A Residual-Learning-Based Multi-Scale Parallel-Convolutions- Assisted Efficient CAD System for Liver Tumor Detection

Abstract

Smart multimedia-based medical analytics and decision-making systems are of prime importance in the healthcare sector. Liver cancer is commonly stated to be the sixth most widely diagnosed cancer and requires an early diagnosis to help with treatment planning. Liver tumors have similar intensity levels and contrast as compared to neighboring tissues. Similarly, irregular tumor shapes are another major issue that depends on the cancer stage and tumor type. Generally, liver tumor segmentation comprises two steps: the first one involves liver identification, and the second stage involves tumor segmentation. This research work performed tumor segmentation directly from a CT scan, which tends to be more difficult and important.
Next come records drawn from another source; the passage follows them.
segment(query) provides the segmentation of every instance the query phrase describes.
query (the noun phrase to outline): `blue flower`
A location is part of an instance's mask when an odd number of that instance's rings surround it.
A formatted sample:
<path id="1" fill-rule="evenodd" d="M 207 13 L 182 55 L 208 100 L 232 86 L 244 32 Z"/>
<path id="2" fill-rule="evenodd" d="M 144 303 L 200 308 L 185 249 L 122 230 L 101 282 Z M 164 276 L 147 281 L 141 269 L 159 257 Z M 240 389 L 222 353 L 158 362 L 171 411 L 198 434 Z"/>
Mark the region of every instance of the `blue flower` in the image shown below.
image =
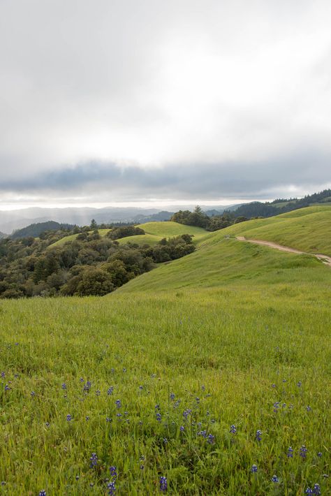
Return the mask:
<path id="1" fill-rule="evenodd" d="M 89 458 L 89 460 L 91 461 L 91 463 L 89 464 L 91 468 L 92 467 L 96 467 L 96 465 L 98 465 L 98 457 L 96 455 L 96 453 L 92 453 Z"/>
<path id="2" fill-rule="evenodd" d="M 209 444 L 214 444 L 215 442 L 215 436 L 213 436 L 212 434 L 209 434 L 208 436 L 208 442 Z"/>
<path id="3" fill-rule="evenodd" d="M 107 488 L 108 488 L 108 495 L 112 496 L 112 495 L 115 494 L 116 486 L 114 481 L 111 481 L 111 482 L 107 484 Z"/>
<path id="4" fill-rule="evenodd" d="M 160 477 L 160 490 L 166 492 L 168 489 L 167 478 L 164 476 Z"/>
<path id="5" fill-rule="evenodd" d="M 115 467 L 114 465 L 112 465 L 111 467 L 109 467 L 109 471 L 110 472 L 111 476 L 113 477 L 114 479 L 116 479 L 116 477 L 117 476 L 116 467 Z"/>
<path id="6" fill-rule="evenodd" d="M 314 485 L 313 494 L 316 495 L 316 496 L 321 496 L 321 486 L 319 484 Z"/>
<path id="7" fill-rule="evenodd" d="M 306 446 L 304 446 L 304 444 L 302 444 L 302 446 L 300 448 L 300 456 L 304 459 L 306 458 L 307 451 L 308 451 L 308 450 L 306 448 Z"/>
We propose an efficient algorithm that employs multi-scale parallel convolution blocks (MPCs) and Res blocks based on residual learning. The fundamental idea of utilizing multi-scale parallel convolutions of varying filter sizes in MPCs is to extract multi-scale features for different tumor sizes. Moreover, the utilization of residual connections and residual blocks helps to extract rich features with a reduced number of parameters. Moreover, the proposed work requires no post-processing techniques to refine the segmentation. The proposed work was evaluated using the 3DIRCADb dataset and achieved a Dice score of 77.15% and 93% accuracy.